UniCredit SpA (UCG), Raiffeisen’s biggest rival in eastern Europe, scrapped its dividend and sold new shares this year to reach EBA requirements. Raiffeisen’s Austrian peer Erste Group Bank AG (EBS) also skipped the dividend.
‘Makes No Sense’
Raiffeisen is proposing to pay out 1.05 euros a share for fiscal 2011, the same amount it paid last year for 2010. The lion’s share of the payout will go to RZB, which owns 78.5 percent of Raiffeisen. The average estimate of 17 analysts surveyed by Bloomberg was 27 cents a share, with all but one estimate at less than 1.05 euros. Net income declined 11 percent to 968 million euros ($1.3 billion) last year.
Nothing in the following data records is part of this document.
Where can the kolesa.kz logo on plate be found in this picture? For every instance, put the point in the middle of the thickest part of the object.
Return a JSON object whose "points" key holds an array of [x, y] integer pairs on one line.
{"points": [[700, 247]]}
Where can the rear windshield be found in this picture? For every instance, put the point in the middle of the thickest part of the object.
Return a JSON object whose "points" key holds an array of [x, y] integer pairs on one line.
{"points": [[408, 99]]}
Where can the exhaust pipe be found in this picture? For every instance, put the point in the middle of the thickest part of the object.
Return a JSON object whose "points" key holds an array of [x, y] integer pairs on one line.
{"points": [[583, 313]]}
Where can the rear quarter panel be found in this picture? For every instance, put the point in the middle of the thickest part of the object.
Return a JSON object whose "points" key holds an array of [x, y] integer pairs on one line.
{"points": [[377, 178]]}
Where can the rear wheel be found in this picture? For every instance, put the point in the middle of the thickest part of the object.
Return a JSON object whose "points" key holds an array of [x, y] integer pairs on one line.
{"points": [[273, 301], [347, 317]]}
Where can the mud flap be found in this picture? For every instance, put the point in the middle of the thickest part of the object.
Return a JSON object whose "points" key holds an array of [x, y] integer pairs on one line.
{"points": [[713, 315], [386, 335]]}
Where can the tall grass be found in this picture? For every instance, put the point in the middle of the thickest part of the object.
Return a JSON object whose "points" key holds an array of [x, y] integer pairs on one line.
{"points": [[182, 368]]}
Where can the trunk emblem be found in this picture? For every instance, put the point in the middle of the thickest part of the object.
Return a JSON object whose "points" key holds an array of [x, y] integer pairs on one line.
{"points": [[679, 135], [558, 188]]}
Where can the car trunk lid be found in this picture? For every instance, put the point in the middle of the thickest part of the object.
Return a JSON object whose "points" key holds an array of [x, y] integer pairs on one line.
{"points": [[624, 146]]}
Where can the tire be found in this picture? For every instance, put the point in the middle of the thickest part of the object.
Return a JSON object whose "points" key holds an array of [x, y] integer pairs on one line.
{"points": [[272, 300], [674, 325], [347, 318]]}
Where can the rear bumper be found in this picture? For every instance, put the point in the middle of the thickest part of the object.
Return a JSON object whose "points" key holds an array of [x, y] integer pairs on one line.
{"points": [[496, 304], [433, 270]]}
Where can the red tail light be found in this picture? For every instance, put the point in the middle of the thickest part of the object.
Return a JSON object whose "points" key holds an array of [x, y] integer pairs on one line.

“The ‘no-growth’ outlook and the dividend are the low points today,” said Daniele Brupbacher, banking analyst at UBS AG in Zurich. “The dividend simply doesn’t make sense for the minority shareholders as long as core capital levels excluding state aid are so low.”
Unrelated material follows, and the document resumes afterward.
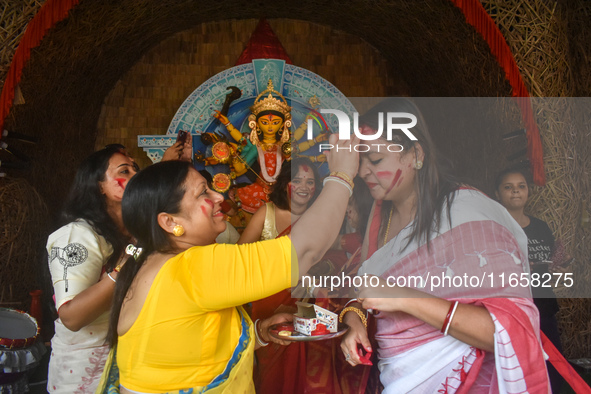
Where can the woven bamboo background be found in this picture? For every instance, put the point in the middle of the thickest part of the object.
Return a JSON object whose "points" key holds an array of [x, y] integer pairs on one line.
{"points": [[112, 65], [22, 235], [146, 98], [540, 38], [13, 21]]}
Raiffeisen, which is based in Vienna and operates in Austria and in 15 former communist countries, had 9 percent core Tier 1 capital at the end of last year, up from 7.9 percent three months earlier. Almost a third, or 2.5 billion euros, consists of state aid and of reserves that will be phased out by regulators.
Stepic said the market was “suboptimal” for a share sale, echoing RZB Chairman Christian Konrad, who said last week that a share sale at current prices would mean “giving away” the bank.
Raiffeisen fell 38 cents, or 1.4 percent, in Vienna trading and closed at 25.91 euros a share. That is 29 percent below the bank’s book value of 36.50 euros at the end of last year.
Raiffeisen and RZB addressed 1.9 billion euros of the EBA shortfall by a “capital clean-up” and a reduction of “non- core” activities that reduced capital needs by 1.45 billion euros, said Johann Strobl the chief risk officer of Raiffeisen and RZB, as well as by changes that made 450 million euros of capital EBA-compliant.
Before the end of the EBA deadline in June RZB will also swap some of its non-voting capital into common stock, and make accounting changes. Together that will turn another 800 million euros of reserves into capital the EBA recognizes.
Stepic said a share sale remained an option to raise capital, depending on market developments. Raiffeisen shelved plans for a share sale last year after currency losses pushed its Hungarian unit into a loss and helped send the lender’s stock down by more than 50 percent.
Raiffeisen discussed a possible rights offering and may seek as much as 1 billion euros, people with knowledge of the talks said last month. The lender hasn’t yet decided whether to proceed with the share sale, the people said.
Raiffeisen confirmed preliminary full-year results which were released Feb. 22, more than a month ahead of schedule. Fourth-quarter net income declined 27 percent to 222 million euros, partly due to a writedown on its Ukrainian unit Bank Aval. The profit was helped by valuation gains on Raiffeisen’s own debt, as well as special gains on derivatives.
Stepic said plans were intact to buy EFG Eurobank Ergasias SA (EUROB)’s Polish unit in a deal that will make Poland Raiffeisen’s biggest market. The purchase price of 490 million euros agreed for a 70 percent stake last year was still appropriate and the deal will close in the second quarter, Stepic said.